The military shirts hang suspended, waiting for their invisible soldiers. Theatrical swathes of fabric; bombastic red stars; the surreal geometry of forms: it would be easy to mistake this display as a retro-cool art piece in an international Biennale. But it’s not. It’s a shop window in Moscow, circa 1990.
After the Berlin wall came down there was a year or two when a Westerner could travel to the former Soviet Bloc—Hungary, Poland, Yugoslavia—and glimpse a prelapsarian age before shopping was Shopping, when products were simply products: no branding, no packaging, no targeted audience. The logos that adorn Western sneakers, shirts, and sunglasses were absent. Instead of the visual language of consumerism (luxury, sex, and the dream of personal reinvention) there were one-of-a-kind tableaux vivants of everyday things: lipstick, watches, soap.

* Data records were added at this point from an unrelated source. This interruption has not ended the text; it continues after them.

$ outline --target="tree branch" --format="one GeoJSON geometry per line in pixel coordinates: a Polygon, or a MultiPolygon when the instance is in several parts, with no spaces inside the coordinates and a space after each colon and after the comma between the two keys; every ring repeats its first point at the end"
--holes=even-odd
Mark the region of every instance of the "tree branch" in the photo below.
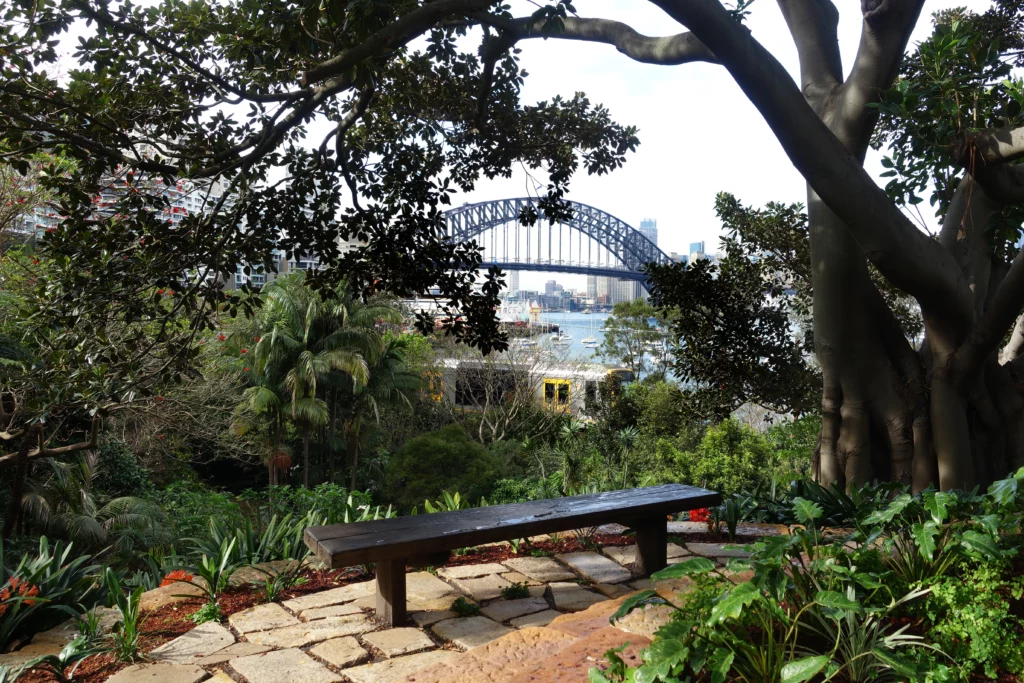
{"type": "Polygon", "coordinates": [[[558,33],[545,32],[532,18],[505,19],[493,15],[475,14],[480,24],[526,38],[558,38],[591,43],[606,43],[635,61],[649,65],[675,66],[691,61],[718,63],[715,54],[692,33],[675,36],[650,37],[637,33],[622,22],[568,16],[562,19],[564,28],[558,33]]]}
{"type": "Polygon", "coordinates": [[[801,87],[818,109],[833,88],[843,82],[839,52],[839,11],[831,0],[778,0],[800,56],[801,87]]]}
{"type": "Polygon", "coordinates": [[[926,321],[937,317],[969,328],[973,298],[955,259],[874,184],[778,60],[716,0],[653,1],[719,55],[797,170],[847,224],[879,270],[918,299],[926,321]]]}
{"type": "Polygon", "coordinates": [[[1024,309],[1024,250],[1017,254],[985,314],[953,354],[953,377],[957,382],[972,377],[998,348],[1021,309],[1024,309]]]}
{"type": "MultiPolygon", "coordinates": [[[[56,449],[47,449],[42,444],[42,432],[40,432],[40,444],[29,452],[27,458],[29,460],[34,460],[36,458],[53,458],[54,456],[65,456],[69,453],[78,453],[79,451],[90,451],[95,449],[99,442],[99,418],[92,419],[92,426],[89,430],[89,440],[80,441],[79,443],[72,443],[70,445],[61,445],[56,449]]],[[[16,460],[19,454],[9,453],[6,456],[0,456],[0,465],[6,462],[16,460]]]]}
{"type": "Polygon", "coordinates": [[[857,139],[856,153],[863,159],[873,129],[873,124],[866,124],[879,116],[866,104],[878,101],[880,92],[896,78],[925,0],[861,0],[860,5],[864,15],[860,46],[840,90],[840,106],[843,126],[857,139]]]}
{"type": "Polygon", "coordinates": [[[401,47],[441,19],[457,14],[483,11],[492,4],[494,0],[437,0],[417,7],[358,45],[306,71],[302,76],[302,84],[318,83],[343,74],[364,59],[401,47]]]}

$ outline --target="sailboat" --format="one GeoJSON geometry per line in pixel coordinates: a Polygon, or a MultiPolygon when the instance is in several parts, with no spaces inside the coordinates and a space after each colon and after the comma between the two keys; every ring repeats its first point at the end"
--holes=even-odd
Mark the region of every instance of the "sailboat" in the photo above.
{"type": "Polygon", "coordinates": [[[590,321],[590,336],[580,342],[584,348],[597,348],[597,337],[594,336],[594,318],[590,321]]]}

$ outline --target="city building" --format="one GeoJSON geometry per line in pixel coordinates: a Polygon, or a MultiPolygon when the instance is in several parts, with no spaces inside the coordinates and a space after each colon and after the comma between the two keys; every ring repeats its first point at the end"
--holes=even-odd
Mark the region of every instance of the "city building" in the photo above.
{"type": "Polygon", "coordinates": [[[644,218],[640,221],[640,232],[655,245],[657,244],[657,221],[653,218],[644,218]]]}

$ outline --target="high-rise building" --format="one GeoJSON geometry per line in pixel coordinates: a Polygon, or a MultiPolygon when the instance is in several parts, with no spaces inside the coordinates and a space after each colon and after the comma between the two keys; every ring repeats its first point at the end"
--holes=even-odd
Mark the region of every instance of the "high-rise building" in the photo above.
{"type": "Polygon", "coordinates": [[[507,270],[505,272],[505,289],[507,289],[510,294],[515,294],[519,291],[518,270],[507,270]]]}
{"type": "Polygon", "coordinates": [[[653,218],[644,218],[640,221],[640,232],[655,245],[657,244],[657,221],[653,218]]]}

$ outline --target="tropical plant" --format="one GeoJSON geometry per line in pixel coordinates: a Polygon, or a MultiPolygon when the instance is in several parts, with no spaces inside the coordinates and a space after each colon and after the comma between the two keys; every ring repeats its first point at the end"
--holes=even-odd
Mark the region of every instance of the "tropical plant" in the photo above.
{"type": "MultiPolygon", "coordinates": [[[[290,419],[302,439],[302,483],[309,486],[309,441],[313,430],[331,425],[325,398],[332,373],[343,373],[356,387],[369,381],[366,355],[372,331],[348,326],[348,308],[325,300],[305,286],[302,275],[279,278],[264,290],[257,373],[261,386],[247,399],[257,412],[279,415],[274,386],[287,392],[290,419]]],[[[276,432],[274,432],[276,433],[276,432]]]]}
{"type": "Polygon", "coordinates": [[[193,586],[198,586],[206,594],[210,602],[216,602],[220,594],[227,588],[228,582],[241,566],[245,563],[239,560],[234,547],[239,542],[236,535],[225,536],[216,546],[209,548],[208,555],[203,549],[197,546],[202,553],[199,561],[189,569],[202,581],[193,581],[193,586]]]}
{"type": "Polygon", "coordinates": [[[11,565],[0,540],[0,652],[103,600],[99,566],[89,564],[91,559],[75,556],[72,544],[57,541],[51,547],[43,537],[38,552],[20,555],[11,565]]]}
{"type": "Polygon", "coordinates": [[[134,661],[138,658],[141,624],[139,622],[142,604],[142,587],[125,592],[113,569],[106,569],[106,589],[110,600],[117,607],[120,618],[111,629],[111,649],[119,661],[134,661]]]}
{"type": "MultiPolygon", "coordinates": [[[[95,654],[110,651],[110,648],[94,638],[79,636],[68,642],[56,654],[44,654],[29,660],[24,669],[42,669],[58,683],[70,683],[79,665],[95,654]]],[[[3,679],[0,678],[0,681],[3,679]]]]}
{"type": "Polygon", "coordinates": [[[138,553],[170,546],[172,527],[158,506],[134,497],[97,502],[92,492],[97,462],[95,454],[70,462],[47,459],[49,474],[28,482],[24,498],[33,523],[48,537],[74,540],[86,551],[103,549],[127,561],[138,553]]]}

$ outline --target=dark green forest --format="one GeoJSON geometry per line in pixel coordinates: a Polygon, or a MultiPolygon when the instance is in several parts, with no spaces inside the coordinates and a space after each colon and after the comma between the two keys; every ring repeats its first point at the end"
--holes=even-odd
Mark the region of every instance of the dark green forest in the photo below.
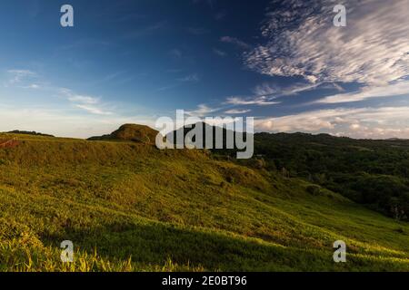
{"type": "Polygon", "coordinates": [[[254,135],[256,166],[316,187],[400,220],[409,217],[409,140],[354,140],[327,134],[254,135]]]}

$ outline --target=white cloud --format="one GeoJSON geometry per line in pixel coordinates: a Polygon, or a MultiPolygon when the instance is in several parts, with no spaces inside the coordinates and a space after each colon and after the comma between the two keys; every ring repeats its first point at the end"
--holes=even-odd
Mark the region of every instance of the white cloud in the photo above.
{"type": "Polygon", "coordinates": [[[409,94],[409,80],[394,82],[385,86],[365,86],[359,92],[340,93],[316,101],[316,103],[340,103],[364,101],[371,98],[393,97],[409,94]]]}
{"type": "Polygon", "coordinates": [[[217,49],[217,48],[214,48],[214,49],[213,49],[213,52],[214,52],[215,54],[217,54],[218,56],[224,57],[224,56],[226,56],[226,55],[227,55],[226,53],[224,53],[224,51],[221,51],[220,49],[217,49]]]}
{"type": "Polygon", "coordinates": [[[259,130],[409,139],[409,107],[339,108],[254,121],[259,130]]]}
{"type": "Polygon", "coordinates": [[[406,76],[407,0],[344,1],[346,27],[332,24],[337,2],[280,1],[262,28],[266,42],[245,54],[246,65],[268,75],[303,76],[312,83],[380,86],[406,76]]]}
{"type": "Polygon", "coordinates": [[[247,44],[244,41],[241,41],[241,40],[239,40],[239,39],[237,39],[235,37],[232,37],[232,36],[223,36],[223,37],[220,38],[220,41],[222,43],[234,44],[234,45],[240,47],[241,49],[244,49],[244,50],[247,50],[247,49],[251,48],[250,44],[247,44]]]}
{"type": "Polygon", "coordinates": [[[236,110],[236,109],[232,109],[232,110],[227,110],[224,111],[224,113],[226,114],[231,114],[231,115],[235,115],[235,114],[244,114],[246,112],[252,111],[251,110],[236,110]]]}
{"type": "Polygon", "coordinates": [[[155,128],[155,121],[151,116],[85,115],[66,110],[0,105],[0,131],[35,130],[60,137],[88,138],[110,133],[125,123],[155,128]]]}
{"type": "Polygon", "coordinates": [[[189,74],[189,75],[186,75],[185,77],[178,79],[179,82],[199,82],[199,80],[200,80],[200,78],[197,75],[197,73],[189,74]]]}
{"type": "Polygon", "coordinates": [[[241,97],[229,97],[225,101],[225,103],[232,105],[258,105],[258,106],[269,106],[280,103],[279,102],[269,101],[265,96],[257,98],[244,99],[241,97]]]}
{"type": "Polygon", "coordinates": [[[186,111],[185,114],[190,117],[205,117],[210,113],[219,111],[220,109],[210,108],[205,104],[199,104],[196,110],[194,111],[186,111]]]}
{"type": "Polygon", "coordinates": [[[58,92],[66,98],[75,107],[82,109],[91,114],[112,115],[113,112],[103,109],[100,99],[93,96],[81,95],[74,92],[70,89],[60,88],[58,92]]]}
{"type": "Polygon", "coordinates": [[[24,79],[35,76],[35,73],[30,70],[8,70],[7,73],[10,75],[8,83],[15,84],[21,82],[24,79]]]}

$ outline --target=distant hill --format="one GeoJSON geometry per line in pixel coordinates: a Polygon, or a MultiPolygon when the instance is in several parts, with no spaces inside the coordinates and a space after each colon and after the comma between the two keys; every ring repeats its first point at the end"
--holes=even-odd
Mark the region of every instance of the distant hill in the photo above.
{"type": "MultiPolygon", "coordinates": [[[[132,140],[132,128],[143,127],[125,126],[112,138],[132,140]]],[[[285,152],[287,141],[270,137],[266,150],[285,152]]],[[[294,169],[304,158],[329,166],[319,159],[331,153],[325,144],[353,141],[287,137],[306,138],[293,143],[294,169]]],[[[409,223],[318,179],[203,150],[22,139],[0,150],[0,271],[409,271],[409,223]],[[75,243],[73,263],[61,263],[65,239],[75,243]],[[333,260],[336,240],[347,245],[347,263],[333,260]]],[[[374,160],[386,164],[382,156],[374,160]]],[[[265,160],[279,165],[282,158],[265,160]]]]}
{"type": "MultiPolygon", "coordinates": [[[[225,151],[225,152],[230,152],[230,153],[235,152],[235,150],[236,150],[236,144],[235,143],[233,144],[233,149],[226,150],[226,148],[227,148],[227,146],[226,146],[227,145],[226,140],[227,140],[227,136],[229,134],[231,134],[231,136],[233,136],[234,139],[235,140],[236,132],[235,131],[232,131],[230,130],[226,130],[225,128],[223,128],[223,127],[212,126],[212,125],[209,125],[209,124],[207,124],[205,122],[195,123],[195,124],[192,124],[191,126],[185,126],[183,128],[179,128],[178,130],[168,133],[166,135],[166,137],[168,139],[173,137],[174,144],[179,144],[180,142],[179,142],[179,140],[177,140],[176,137],[177,137],[177,134],[181,134],[182,136],[184,136],[182,144],[185,145],[185,139],[186,135],[190,131],[195,130],[197,126],[202,126],[202,128],[203,128],[203,136],[204,136],[203,137],[203,142],[202,142],[203,148],[206,147],[205,146],[205,143],[206,143],[206,135],[205,135],[205,133],[206,133],[206,131],[212,131],[213,132],[213,142],[212,142],[212,144],[213,144],[213,148],[214,149],[215,148],[215,139],[214,139],[214,137],[216,136],[216,132],[221,131],[222,132],[221,135],[223,136],[223,150],[225,151]]],[[[244,134],[244,140],[245,140],[245,134],[244,134]]],[[[195,137],[192,138],[192,142],[195,142],[195,137]]]]}
{"type": "Polygon", "coordinates": [[[36,131],[28,131],[28,130],[10,130],[7,133],[9,134],[24,134],[24,135],[35,135],[35,136],[44,136],[44,137],[55,137],[53,135],[50,134],[43,134],[43,133],[39,133],[36,131]]]}
{"type": "Polygon", "coordinates": [[[125,124],[111,134],[91,137],[88,140],[130,140],[145,144],[155,144],[158,131],[148,126],[125,124]]]}

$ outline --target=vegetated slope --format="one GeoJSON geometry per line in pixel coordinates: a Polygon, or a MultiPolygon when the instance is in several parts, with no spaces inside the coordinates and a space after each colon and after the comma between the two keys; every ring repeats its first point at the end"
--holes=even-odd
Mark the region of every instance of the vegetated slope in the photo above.
{"type": "Polygon", "coordinates": [[[284,169],[409,221],[409,140],[258,133],[254,142],[255,154],[263,155],[270,169],[284,169]]]}
{"type": "Polygon", "coordinates": [[[89,140],[125,140],[155,144],[158,131],[145,125],[125,124],[109,135],[91,137],[89,140]]]}
{"type": "Polygon", "coordinates": [[[409,270],[407,223],[301,179],[204,150],[20,142],[0,150],[0,270],[409,270]]]}

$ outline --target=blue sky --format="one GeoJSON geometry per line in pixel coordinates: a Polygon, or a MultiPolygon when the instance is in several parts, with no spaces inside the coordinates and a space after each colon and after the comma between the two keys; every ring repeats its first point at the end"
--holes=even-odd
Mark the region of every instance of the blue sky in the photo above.
{"type": "Polygon", "coordinates": [[[256,130],[409,138],[407,0],[2,1],[0,130],[253,116],[256,130]],[[75,27],[60,25],[70,4],[75,27]]]}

I was in Budapest in 1990 and I remember well the shock of walking through those post-communist streets. Absent of homogenizing advertising, without franchises or chain stores, I felt a mixture of appreciation for the vernacular (look at that display, it’s just like a Malevich!), combined with the awareness that this was a privileged point of view: a form of aesthetic imperialism, if such a thing can be said to exist.
It was a time when communism was breaking up, literally dissolving on the street. Entrenched cynicism was giving way to gusts of liberation. An elderly man in a houndstooth jacket stopped me to talk passionately about the hardships of the communist years, the long lines and short supplies for essentials like meat, sugar, and bread. Whispered information, favoritism, and bribery could land you a coveted spot in the line at the front of these shop windows, but what you thought you were going to buy was not necessarily what you got (unless you went around the back).
It took the astute eye, the persistence, and the foresight of David Hlynsky to take 8,000 photographs of these shop windows, a heroic endeavor, both historically and artistically. A selection of these appear in the handsome new book Window Shopping Through the Iron Curtain.
The images are simple and respectful; they are of a piece with the poignant austerity of their subject matter. They are also artful: cleverly framed, and hip to the play of reflections and angles.
Hlynsky caught that moment when the tectonic plates of the late twentieth century were shifting and the Cold War was ending. These windows, retrospectively picturesque, are the vestiges of a lost utopian ideology.